The line $l_1$ has equation $y = -2x + 3$ - Edexcel - A-Level Maths Pure - Question 6 - 2013 - Paper 3

To find the x-coordinate of point $A$, we need to set $y = 0$ in the equation of line $l_1$:

$0 = -2x + 3$ Solving for $x$ gives:

$2x = 3 \implies x = \frac{3}{2}$

Thus, the x-coordinate of point $A$ is $\frac{3}{2}$.

Next, to find the y-coordinate of point $B$, we set $x = 0$ in the equation of line $l_1$:

$y = -2(0) + 3 = 3$

Thus, the y-coordinate of point $B$ is $3$.

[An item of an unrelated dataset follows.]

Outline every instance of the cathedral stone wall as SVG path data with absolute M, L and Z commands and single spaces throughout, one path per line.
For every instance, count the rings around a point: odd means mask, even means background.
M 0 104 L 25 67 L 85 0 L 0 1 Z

To find the area of triangle $OAB$, we use the formula for the area of a triangle given by: $\text{Area} = \frac{1}{2} \times \text{base} \times \text{height}$

In this case, we can take the base as the distance from $O(0, 0)$ to $A(\frac{3}{2}, 0)$, which is $\frac{3}{2}$, and the height as the y-coordinate of point $B(0, 3)$.

Hence, the area is: $\text{Area} = \frac{1}{2} \times \frac{3}{2} \times 3 = \frac{9}{4}$

Therefore, the area of triangle $OAB$ is $\frac{9}{4}$ square units.